I know, a $12 snow cone ought to have Remy Martin in it, but it covered the souvenir front thoroughly, and I have to say they're pretty cool steins. Relatively sturdy for plastic. Made in China, I notice, so no doubt full of lead and rat poison, but hey. I bet they'd have to charge $12.50, maybe even $12.75 to use food grade plastics. Political prisoner slave labor only saves you so much, ya know?



This year's tour had a storyline where they had the Ringmaster, an aerialist, an acrobat and a dancer all pretend to be a family from the audience who got picked out at random to be in the show. Magic dust was supposed to account for how 'Mom' could just have the knack for trapeze work. I'm not sure if there were any kids that bought this particular line of bull, but I know Em saw right through it.




Don't get me wrong, the show is great. I liked Bello better, but Ringling Bros. doesn't send the same tour through every year, they mix it up. Bello's Red tour, and we got Blue this year. I guess next year will be the Gold tour if I've sussed out the system. And Em did tell me she liked this year's circus even better than last year's.




We did see a strong man who get a Jeep run over him and who caught a canon ball. Granted, Herkules looks a little pudgy, and the canon ball goes slow enough you can see it arc to him, but I wouldn't be too keen to try and catch a bowling ball that was 'only going' 75mph.
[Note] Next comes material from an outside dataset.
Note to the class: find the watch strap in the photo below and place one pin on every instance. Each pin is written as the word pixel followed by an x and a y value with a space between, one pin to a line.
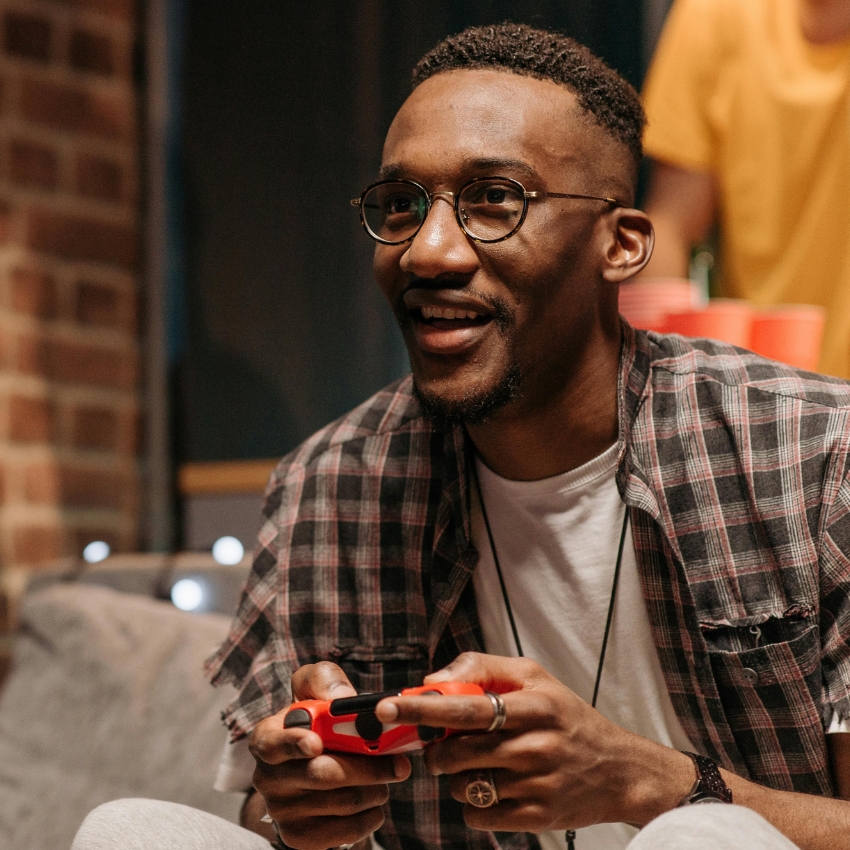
pixel 708 786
Part of the problem I had with the 'Circus of Dreams' story line is I couldn't quite suspend my disbelief that Dan didn't know what he wanted to do. I mean the Ring Mistress, Jennifer Fuentes, tells him to beat this drum and he can do anything he wants. Well, either the magic drum isn't quite for real or Dan is gay, because if you give me the drum stick and all that magical wishing power with Fuentes and all those white-hot dancers lined up in fishnets and it's not going to be a family show.



This is one of the essential charms of the circus: it'll suck the dollars right out of your wallet like a strip club, but the dancers are much hotter and it's actually fun to go. Plus nobody thinks you're a creep for being there and you can even take your children.



My camera is better this year. 1600 ISO ceiling instead of 400 ISO, and half again the megapixels, but still it's not the man for the job. I got some passable pics of a few things, but the challenging lighting, distance and speed you're up against at the circus would be daunting even with a professional dSLR. A pocket camera just doesn't stand a chance of catching a back lit acrobat in midair somersault from 100 feet away.



The motorcycle I didn't know what to make of before the show? That was the closer, a cage ball with motorcycles riding in it. I mean, they start out with a couple, and it looks crowded in there as they go buzzing around it. Then they add a couple more, then a couple more. Seven motorcycles blurring around in a sphere maybe twenty feet in diameter. With criss-crossing courses like electrons around a nucleus. When it was over, I realized I was actually physically tensed up, I was so sure they were about to have some disastrous collision in there.



Leaving, I was surprised to see it was 5:45 when we got to the car. It might be fun to bitch about the prices and all that, but a two and a half hour show with an hour of pre-show comes about as close to making it a value as you're going to get. They're proud of the show but they give you a lot of it. It's the family entertainment version of that ridiculously expensive steak dinner that was so good you couldn't stand it and so filling you didn't want to eat again until the following Thursday, and the doggie bag weighed more than a pound.



I'm still struck that they have hucksters waiting outside with souvenirs and programs in case you're trying to leave with any money.